Кибальчич, привыкая к его манере вести разговор, усмехнулся, пожал плечами.
– Или вы так наивны? Объяснитесь, я плохо понимаю вас.
– А вы? – осторожно спросил он. – Зачем?
– У вас уже есть возражения?
– Нет, но… т-таков вопрос, что… – Замолчал. Опасался обидеть этого непонятного пока человека.
– Сколько вам лет, Кибальчич?
– Двадцать один год.
– Вы не так молоды для таких вопросов, мой друг, – произнес ЭнТэ с неявной угрозой. – А скоро и вовсе станете стары. Что тогда? Что ваша единственная жизнь?
– Но, может быть, можно… яснее?
– Нельзя, – отрезал ЭнТэ. – Если не понимаете – нельзя.
Кибальчич рассмеялся.
– Странный у нас получается разговор.
– Не смейтесь, – возразил ЭнТэ с той же значительностью. – Все слишком серьезно. Вы поймете это, когда пройдет жизнь.
Пойма Соби заросла обильной, уже и перестоявшей травой, звенели косы на другом берегу, сладким ароматом разогретого клевера потягивало оттуда.
– Вас не беспокоит этот звон? – спросил ЭнТэ. – Меня беспокоит. Знаете, почему? Потому, что у них, косцов, сейчас пот течет в глаза, а мы с вами нюхаем травы.
– Что же делать? Стать с ними в ряд?
ЭнТэ поморщился.
– Так ведь вы не умеете косить, Кибальчич. И я не умею. Да и не в этом дело. Надо что-то совсем другое… Чем вы вообще намерены заниматься? Как жить?
– К-косить я умею, – возразил он. – Полторы десятины за день, если угодно. П-поповичи – не помещики, а скорее, крестьяне. Что касается будущего… Стану врачом. Может быть, хирургом. Буду спасать людей.
– Людей? – ЭнТэ опять насмешливо приоткрыл глаза. – Это единицы, Кибальчич. Совсем в другом задача. Надо… надо спасать Россию, а не «людей».

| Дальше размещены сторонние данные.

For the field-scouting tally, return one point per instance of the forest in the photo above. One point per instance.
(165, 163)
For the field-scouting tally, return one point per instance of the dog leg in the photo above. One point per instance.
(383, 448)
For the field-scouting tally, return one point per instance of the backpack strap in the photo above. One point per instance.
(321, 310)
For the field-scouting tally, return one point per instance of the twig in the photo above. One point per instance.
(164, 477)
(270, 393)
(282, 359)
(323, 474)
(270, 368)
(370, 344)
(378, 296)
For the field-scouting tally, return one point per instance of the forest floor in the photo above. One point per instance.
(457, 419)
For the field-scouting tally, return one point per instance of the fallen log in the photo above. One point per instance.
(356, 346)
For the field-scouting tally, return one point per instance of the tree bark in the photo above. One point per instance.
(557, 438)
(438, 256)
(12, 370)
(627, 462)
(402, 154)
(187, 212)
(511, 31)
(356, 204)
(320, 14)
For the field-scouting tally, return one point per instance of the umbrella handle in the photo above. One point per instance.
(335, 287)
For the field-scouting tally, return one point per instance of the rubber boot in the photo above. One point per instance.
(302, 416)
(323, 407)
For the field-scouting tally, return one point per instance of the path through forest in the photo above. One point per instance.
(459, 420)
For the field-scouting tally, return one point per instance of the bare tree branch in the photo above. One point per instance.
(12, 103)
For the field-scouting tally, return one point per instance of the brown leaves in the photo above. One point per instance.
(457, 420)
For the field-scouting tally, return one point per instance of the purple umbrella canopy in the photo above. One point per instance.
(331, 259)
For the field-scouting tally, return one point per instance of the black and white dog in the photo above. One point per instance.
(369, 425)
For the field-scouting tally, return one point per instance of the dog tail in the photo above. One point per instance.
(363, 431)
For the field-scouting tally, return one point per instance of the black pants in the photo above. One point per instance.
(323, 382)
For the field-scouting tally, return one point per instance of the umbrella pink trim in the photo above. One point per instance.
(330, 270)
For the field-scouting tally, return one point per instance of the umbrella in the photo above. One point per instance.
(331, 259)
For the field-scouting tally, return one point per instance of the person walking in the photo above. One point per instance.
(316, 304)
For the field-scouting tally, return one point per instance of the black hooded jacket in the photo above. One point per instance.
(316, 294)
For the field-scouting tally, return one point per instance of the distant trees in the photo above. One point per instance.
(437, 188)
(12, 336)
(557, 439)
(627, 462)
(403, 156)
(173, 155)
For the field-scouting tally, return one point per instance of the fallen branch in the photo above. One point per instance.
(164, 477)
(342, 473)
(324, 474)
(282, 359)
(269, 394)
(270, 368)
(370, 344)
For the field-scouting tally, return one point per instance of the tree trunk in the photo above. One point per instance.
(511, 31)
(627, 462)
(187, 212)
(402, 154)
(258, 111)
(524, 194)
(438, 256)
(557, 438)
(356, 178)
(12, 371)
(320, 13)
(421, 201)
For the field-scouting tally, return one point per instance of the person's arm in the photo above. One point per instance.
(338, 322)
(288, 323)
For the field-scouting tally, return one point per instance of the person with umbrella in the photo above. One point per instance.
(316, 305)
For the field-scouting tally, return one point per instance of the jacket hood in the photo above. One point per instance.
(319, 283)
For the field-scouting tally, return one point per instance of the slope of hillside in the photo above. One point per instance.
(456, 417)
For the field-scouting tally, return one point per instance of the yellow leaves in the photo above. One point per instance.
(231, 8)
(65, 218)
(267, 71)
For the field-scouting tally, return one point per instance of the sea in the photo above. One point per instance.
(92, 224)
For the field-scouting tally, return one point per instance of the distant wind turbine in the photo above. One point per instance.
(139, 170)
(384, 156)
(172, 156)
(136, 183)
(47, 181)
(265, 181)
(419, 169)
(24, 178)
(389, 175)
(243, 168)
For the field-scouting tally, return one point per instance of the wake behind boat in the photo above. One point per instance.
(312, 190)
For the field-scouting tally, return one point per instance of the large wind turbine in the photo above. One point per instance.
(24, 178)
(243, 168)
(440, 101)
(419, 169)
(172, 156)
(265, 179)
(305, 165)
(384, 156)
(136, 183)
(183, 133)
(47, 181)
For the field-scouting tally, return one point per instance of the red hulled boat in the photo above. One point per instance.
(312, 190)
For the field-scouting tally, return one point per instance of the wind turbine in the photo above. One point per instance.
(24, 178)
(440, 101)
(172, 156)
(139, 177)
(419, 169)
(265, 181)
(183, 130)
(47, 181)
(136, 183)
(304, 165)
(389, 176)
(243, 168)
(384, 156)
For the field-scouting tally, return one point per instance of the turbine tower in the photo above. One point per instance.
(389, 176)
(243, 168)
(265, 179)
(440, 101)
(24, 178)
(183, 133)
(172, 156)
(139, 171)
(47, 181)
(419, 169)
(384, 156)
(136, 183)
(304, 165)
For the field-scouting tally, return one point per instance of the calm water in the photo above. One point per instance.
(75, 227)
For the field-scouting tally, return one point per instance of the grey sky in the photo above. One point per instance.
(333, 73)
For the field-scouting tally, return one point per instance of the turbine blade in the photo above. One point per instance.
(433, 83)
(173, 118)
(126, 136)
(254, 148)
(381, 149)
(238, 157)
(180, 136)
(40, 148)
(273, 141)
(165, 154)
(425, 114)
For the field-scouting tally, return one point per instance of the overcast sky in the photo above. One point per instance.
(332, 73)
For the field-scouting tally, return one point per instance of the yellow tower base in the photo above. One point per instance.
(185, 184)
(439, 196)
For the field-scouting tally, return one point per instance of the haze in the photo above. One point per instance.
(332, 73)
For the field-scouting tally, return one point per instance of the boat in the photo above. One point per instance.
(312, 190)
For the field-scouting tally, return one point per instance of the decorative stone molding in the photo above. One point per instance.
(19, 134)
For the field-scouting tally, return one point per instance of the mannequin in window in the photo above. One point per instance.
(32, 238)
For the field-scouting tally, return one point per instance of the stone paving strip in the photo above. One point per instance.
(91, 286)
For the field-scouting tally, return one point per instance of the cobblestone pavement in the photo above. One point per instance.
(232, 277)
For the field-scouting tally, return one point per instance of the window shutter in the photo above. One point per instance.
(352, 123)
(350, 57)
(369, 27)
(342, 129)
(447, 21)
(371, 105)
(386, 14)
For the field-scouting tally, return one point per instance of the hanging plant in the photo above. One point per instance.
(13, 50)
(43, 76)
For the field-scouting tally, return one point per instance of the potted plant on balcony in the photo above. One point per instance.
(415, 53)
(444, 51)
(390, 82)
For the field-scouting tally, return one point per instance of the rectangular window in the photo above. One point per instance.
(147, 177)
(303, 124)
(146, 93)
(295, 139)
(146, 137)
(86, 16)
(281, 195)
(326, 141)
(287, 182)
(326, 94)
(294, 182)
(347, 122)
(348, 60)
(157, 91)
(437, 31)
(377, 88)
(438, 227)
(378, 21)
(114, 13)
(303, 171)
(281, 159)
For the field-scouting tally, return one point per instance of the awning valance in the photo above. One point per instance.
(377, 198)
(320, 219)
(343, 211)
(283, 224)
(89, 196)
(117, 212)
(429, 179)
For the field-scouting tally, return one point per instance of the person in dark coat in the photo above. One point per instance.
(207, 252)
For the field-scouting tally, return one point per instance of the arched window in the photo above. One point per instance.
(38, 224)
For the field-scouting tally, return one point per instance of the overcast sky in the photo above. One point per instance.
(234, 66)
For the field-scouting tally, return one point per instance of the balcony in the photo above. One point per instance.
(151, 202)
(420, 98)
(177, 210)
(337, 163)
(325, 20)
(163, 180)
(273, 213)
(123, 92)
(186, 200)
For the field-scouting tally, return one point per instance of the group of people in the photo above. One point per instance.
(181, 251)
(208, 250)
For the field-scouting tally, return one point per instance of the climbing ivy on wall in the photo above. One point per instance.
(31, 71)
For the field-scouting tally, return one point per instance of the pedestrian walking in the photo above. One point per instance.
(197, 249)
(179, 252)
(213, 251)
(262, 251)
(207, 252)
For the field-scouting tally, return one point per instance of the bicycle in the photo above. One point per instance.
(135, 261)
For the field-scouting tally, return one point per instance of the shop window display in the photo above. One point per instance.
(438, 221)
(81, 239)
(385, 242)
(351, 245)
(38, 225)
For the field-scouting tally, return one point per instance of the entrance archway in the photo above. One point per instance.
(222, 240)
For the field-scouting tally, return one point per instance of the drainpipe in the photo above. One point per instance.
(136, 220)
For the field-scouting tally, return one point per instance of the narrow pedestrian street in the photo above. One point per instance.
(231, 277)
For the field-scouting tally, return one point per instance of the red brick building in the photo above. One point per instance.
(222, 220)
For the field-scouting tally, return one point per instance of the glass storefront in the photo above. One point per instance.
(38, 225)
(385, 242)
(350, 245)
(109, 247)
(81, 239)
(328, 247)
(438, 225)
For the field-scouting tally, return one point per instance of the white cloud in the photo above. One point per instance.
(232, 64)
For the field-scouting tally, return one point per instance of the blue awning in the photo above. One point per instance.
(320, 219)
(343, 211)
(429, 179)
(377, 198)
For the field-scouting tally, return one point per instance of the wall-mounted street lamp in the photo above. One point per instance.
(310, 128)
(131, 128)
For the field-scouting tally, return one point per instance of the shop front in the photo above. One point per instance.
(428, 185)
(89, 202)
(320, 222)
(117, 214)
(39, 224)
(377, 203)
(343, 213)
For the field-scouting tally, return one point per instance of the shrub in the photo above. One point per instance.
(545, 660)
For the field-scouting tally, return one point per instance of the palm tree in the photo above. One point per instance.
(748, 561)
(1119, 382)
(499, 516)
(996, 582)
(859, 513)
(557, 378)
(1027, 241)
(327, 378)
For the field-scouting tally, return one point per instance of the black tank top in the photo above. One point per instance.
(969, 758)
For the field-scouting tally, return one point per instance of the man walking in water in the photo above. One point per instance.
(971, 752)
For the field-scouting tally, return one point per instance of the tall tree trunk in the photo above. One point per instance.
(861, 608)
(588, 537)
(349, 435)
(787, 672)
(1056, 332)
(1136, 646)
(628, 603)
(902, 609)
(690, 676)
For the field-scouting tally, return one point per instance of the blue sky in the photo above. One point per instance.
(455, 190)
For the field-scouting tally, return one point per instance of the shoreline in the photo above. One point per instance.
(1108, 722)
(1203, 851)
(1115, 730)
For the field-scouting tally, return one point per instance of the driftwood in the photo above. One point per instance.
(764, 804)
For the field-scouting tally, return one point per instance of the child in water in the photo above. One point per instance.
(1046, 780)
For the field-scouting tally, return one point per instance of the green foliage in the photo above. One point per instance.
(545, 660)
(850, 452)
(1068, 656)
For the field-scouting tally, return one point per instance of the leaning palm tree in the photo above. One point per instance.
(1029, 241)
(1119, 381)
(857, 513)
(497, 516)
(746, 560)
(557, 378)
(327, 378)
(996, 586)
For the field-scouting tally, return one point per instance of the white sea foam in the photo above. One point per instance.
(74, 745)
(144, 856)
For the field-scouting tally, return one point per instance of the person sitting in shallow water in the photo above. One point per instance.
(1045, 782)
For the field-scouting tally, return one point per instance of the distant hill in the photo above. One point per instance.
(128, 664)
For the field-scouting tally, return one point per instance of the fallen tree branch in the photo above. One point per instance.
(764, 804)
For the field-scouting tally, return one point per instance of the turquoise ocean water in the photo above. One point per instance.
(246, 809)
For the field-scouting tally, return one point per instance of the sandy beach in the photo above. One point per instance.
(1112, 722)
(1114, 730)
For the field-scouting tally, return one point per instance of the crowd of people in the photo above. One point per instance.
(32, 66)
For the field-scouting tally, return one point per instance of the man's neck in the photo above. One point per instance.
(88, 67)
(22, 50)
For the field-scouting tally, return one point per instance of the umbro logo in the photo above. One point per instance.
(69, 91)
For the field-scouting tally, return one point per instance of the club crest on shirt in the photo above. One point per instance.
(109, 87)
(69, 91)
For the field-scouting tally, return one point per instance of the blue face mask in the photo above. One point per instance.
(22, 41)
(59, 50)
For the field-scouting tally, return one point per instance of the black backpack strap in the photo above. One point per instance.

Кибальчич улыбнулся: уж больно знакомая прозвучала фраза. Вот только никто не знал – как? Одни считали – нужно срочно начинать революцию, другие – революции не дождаться, нужен переворот. Сам он считал, что ни революция, ни переворот не возможны. Но и эра реформ, по-видимому, закончилась, реформаторская энергия государя уже реализовалась, иссякла. Что же дальше? Путь один: просвещение. Всех – от крестьянина до сенатора. Новые реформы должны быть вызваны новым уровнем просвещения общества. Далеко не все зависит от воли правительства и государя.
ЭнТэ снова сцепил белесые густые ресницы.
– Напрасно я к вам приехал, – пробормотал он. А через минуту вскочил: – Вы как хотите, а я домой. Не по себе мне валяться здесь.
Кибальчич поплелся следом.
В комнате ЭнТэ схватил первую попавшуюся книжку и рухнул на кровать.
– Что это? – спросил через минуту с недоумением.
Книжка ему попалась интересная: Чаруковский, «Народная медицина». Резко повернулся, швырнул на стол.
– Зря тратите время, Кибальчич. Совсем другим вы обязаны заниматься сейчас.
Тут Кибальчич вовсе развел руками: одна максима за другой.
– Есть университетский курс физики Петрушевского, Столетов…
– Терпеть не могу учебники.
– …Гервинус – «История 19 века», Шатриан, Ланге…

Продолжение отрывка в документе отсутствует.